Accelerated Design and Deployment of Low-Carbon Concrete for Data Centers
Xiou Ge, Richard T. Goodwin, Haizi Yu, Pablo Romero, Omar Abdelrahman, Amruta Sudhalkar, Julius Kusuma, Ryan Cialdella, Nishant Garg, Lav R. Varshney
Concrete is the most widely used engineered material in the world with more
than 10 billion tons produced annually. Unfortunately, with that scale comes a
significant burden in terms of energy, water, and release of greenhouse gases
and other pollutants; indeed 8% of worldwide carbon emissions are attributed to
the production of cement, a key ingredient in concrete. As such, there is
interest in creating concrete formulas that minimize this environmental burden,
while satisfying engineering performance requirements including compressive
strength. Specifically for computing, concrete is a major ingredient in the
construction of data centers.
In this work, we use conditional variational autoencoders (CVAEs), a type of
semi-supervised generative artificial intelligence (AI) model, to discover
concrete formulas with desired properties. Our model is trained just using a
small open dataset from the UCI Machine Learning Repository joined with
environmental impact data from standard lifecycle analysis. Computational
predictions demonstrate CVAEs can design concrete formulas with much lower
carbon requirements than existing formulations while meeting design
requirements.
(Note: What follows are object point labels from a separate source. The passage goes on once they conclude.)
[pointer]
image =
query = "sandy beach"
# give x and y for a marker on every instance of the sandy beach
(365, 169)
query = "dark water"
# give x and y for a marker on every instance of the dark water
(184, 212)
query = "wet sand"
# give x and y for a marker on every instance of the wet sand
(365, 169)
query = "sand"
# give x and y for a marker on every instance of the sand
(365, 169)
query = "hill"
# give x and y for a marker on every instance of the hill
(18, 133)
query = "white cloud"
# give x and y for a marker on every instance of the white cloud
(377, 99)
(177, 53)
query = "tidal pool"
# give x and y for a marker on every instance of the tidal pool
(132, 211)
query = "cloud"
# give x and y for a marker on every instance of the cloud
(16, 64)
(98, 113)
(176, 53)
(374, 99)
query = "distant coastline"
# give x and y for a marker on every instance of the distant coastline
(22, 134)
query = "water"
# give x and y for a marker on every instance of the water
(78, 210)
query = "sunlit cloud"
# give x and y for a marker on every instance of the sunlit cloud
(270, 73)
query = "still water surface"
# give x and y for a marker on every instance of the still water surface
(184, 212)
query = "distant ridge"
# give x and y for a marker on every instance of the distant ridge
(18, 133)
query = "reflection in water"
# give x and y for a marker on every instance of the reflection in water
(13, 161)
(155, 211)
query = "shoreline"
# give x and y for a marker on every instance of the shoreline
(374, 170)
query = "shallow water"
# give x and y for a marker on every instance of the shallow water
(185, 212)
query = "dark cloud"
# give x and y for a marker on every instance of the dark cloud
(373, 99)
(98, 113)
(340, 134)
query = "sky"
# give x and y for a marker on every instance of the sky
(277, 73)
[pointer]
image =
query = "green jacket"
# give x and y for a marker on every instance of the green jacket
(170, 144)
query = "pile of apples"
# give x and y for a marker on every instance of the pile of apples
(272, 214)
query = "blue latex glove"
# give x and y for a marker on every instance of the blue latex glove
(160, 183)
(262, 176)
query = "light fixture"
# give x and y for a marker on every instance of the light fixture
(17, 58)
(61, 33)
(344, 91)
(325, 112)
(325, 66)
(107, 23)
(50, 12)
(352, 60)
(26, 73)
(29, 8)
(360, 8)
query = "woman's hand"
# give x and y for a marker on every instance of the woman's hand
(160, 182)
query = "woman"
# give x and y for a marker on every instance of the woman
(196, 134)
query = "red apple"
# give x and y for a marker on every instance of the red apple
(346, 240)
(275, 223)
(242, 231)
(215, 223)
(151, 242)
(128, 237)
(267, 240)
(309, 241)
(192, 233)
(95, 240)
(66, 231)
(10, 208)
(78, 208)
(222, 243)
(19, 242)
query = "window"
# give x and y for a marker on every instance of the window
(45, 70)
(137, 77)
Next we report laboratory-based compressive strength experiments
for five AI-generated formulations, which demonstrate that the formulations
exceed design requirements. The resulting formulations were then used by Ozinga
Ready Mix -- a concrete supplier -- to generate field-ready concrete
formulations, based on local conditions and their expertise in concrete design.
Finally, we report on how these formulations were used in the construction of
buildings and structures in a Meta data center in DeKalb, IL, USA. Results from
field experiments as part of this real-world deployment corroborate the
efficacy of AI-generated low-carbon concrete mixes.